L’employeur doit vérifier l’évolution des interventions de présence de nuit en prenant contact au moins une fois par mois avec le ou les salariés concernés et visiter le client au moins une fois par trimestre.

Des dispositions trop faibles selon  la CFDT

La CFDT regrette que le régime d’équivalence pour la présence de nuit n’ait pas instauré des nuits de 12h comme elle l’avait demandé car les 10h minimum en présence de nuit représentent sur une semaine un maximum de 5 nuits payées 5h soit 25h/semaine pour 50h de présence au domicile, ce sera difficile pour les salariés de tendre vers un temps plein car les temps de repos obligatoires (11h) ne permettront pas de faire beaucoup d’heures la journée (seulement 3h de jour seront possibles et à la suite de la nuit ou juste avant la nuit suivante, ce qui limite l’organisation du travail). Des nuits de 12h auraient permis de gagner au moins 1h payées par nuit soit 5h par semaine.

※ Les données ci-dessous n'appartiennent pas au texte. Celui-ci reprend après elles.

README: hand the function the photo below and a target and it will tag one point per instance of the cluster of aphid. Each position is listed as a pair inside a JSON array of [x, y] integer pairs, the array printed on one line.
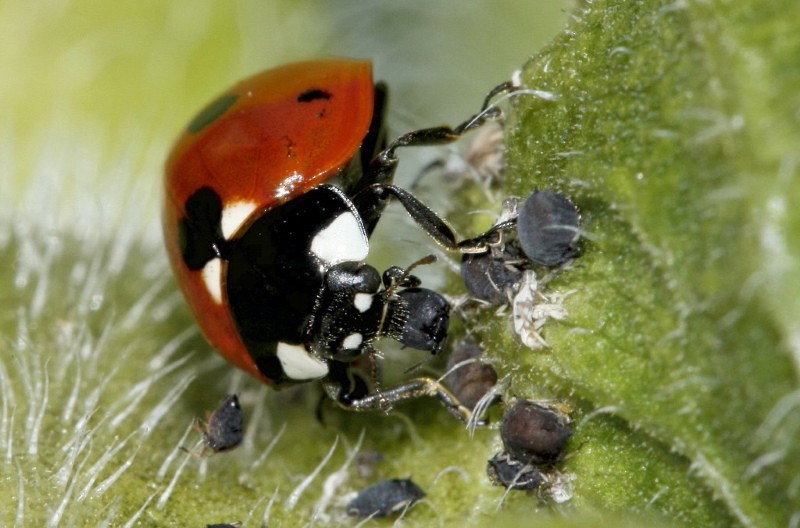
[[272, 194]]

La majoration de 5% pour le taux horaire et un repos compensateur de 5% ne sont également pas suffisants et le cumul de la majoration de nuit ne se fait qu’avec celle des jours fériés et pas celle des dimanches.

C’est donc un accord de nuit signé uniquement par deux organisations syndicales de salariés qui est entré en vigueur au 1er août 2022, précipitation qui a fait  capoter les négociations sur les minima de salaires de fin d’année 2022, faute de rapport de force côté représentants des salariés.

Depuis les ordonnances « Macron », les entreprises peuvent déroger par accord d’entreprise pour faire moins bien que les dispositions de la branche notamment celles concernant le travail de nuit sauf pour le nombre d’heures pour être qualifié de travailleur de nuit et pour le régime d’équivalence. En dehors de ces 2 points, un accord d’entreprise peut prévoir aucune majoration de salaire par exemple mais le code du travail impose un remps compensateur (qui peut être de 0,1%...).